SPIDER 2.0: EVALUATING LANGUAGE MODELS ON REAL-WORLD ENTERPRISE TEXT-TO-SQL WORK

📝 Paper Summary

Text-to-SQL Benchmarking Enterprise Data Workflows

Spider 2.0 benchmarks language model agents on real-world enterprise SQL workflows involving massive schemas, diverse dialects, and project-level codebases, revealing severe limitations in current SOTA models.

Core Problem

Existing text-to-SQL benchmarks rely on small, simplified databases with uniform SQL dialects, failing to capture the complexity of enterprise environments that involve massive schemas, diverse systems (BigQuery, Snowflake), and project-level dependencies.

Why it matters:

Current LLMs achieve >90% on academic benchmarks like Spider 1.0 but fail in real industrial settings
Enterprise data is stored across diverse systems (cloud/local) requiring dialect-specific knowledge
Real-world queries often span >100 lines and require reasoning over thousands of columns and external documentation

Concrete Example: A user asks for a daily sales report. In Spider 1.0, this is a simple SELECT on one table. In Spider 2.0, the agent must navigate a Salesforce database with >1,000 columns, check `schema.yml` to understand column definitions, use dialect-specific functions like `DATE_TRUNC`, and join multiple tables while respecting project-defined macros.

Key Novelty

Enterprise-Grade Agentic SQL Benchmark

Shift from 'text-to-SQL' translation to 'SQL agents' that must explore file systems, read documentation, and interact with databases
Incorporates real-world scale: databases with 1000+ columns, nested JSON schemas, and 7 distinct SQL dialects (BigQuery, Snowflake, DuckDB, etc.)
Includes 'Spider 2.0-lite' for traditional parsing evaluation and full 'Spider 2.0' for agentic workflows involving file manipulation and iterative execution

Architecture

Conceptual diagram of the Spider 2.0 evaluation framework contrasting simplified text-to-SQL with real-world enterprise workflows.

Evaluation Highlights

o1-preview (SOTA) solves only 21.3% of agentic tasks, compared to 91.2% on Spider 1.0
Traditional text-to-SQL methods (DAIL-SQL + GPT-4o) achieve only 5.68% execution accuracy on the Lite subset
Performance drops significantly on nested schemas (10.3% success) compared to flat schemas (27.4%)

Breakthrough Assessment

9/10

A definitive reality check for the field. By moving from toy databases to massive enterprise schemas and diverse dialects, it exposes the vast gap between academic success and industrial utility.

⚙️ Technical Details

Problem Definition

Setting: Agentic SQL Workflow: Given question Q, database interface I, and codebase C, iteratively modify code based on execution observations until result A is obtained.

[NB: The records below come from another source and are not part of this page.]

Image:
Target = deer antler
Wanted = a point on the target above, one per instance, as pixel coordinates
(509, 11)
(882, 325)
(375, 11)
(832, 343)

Inputs: Natural language question Q, Database Interface I (BigQuery/Snowflake/etc.), Project Codebase C (files, config, docs)

Outputs: Final result A (text/table/database) obtained via execution

Pipeline Flow

Group 1: Agentic Workflow (Spider 2.0)
Group 2: Text-to-SQL Workflow (Spider 2.0-lite/snow)

System Modules

Spider-Agent

Autonomous agent that navigates codebase and database to solve tasks

Model or implementation: Various LLMs (e.g., o1-preview, GPT-4o)

Text-to-SQL Parser

Generate a single SQL query from inputs

Model or implementation: Baseline methods (DIN-SQL, DAIL-SQL, etc.)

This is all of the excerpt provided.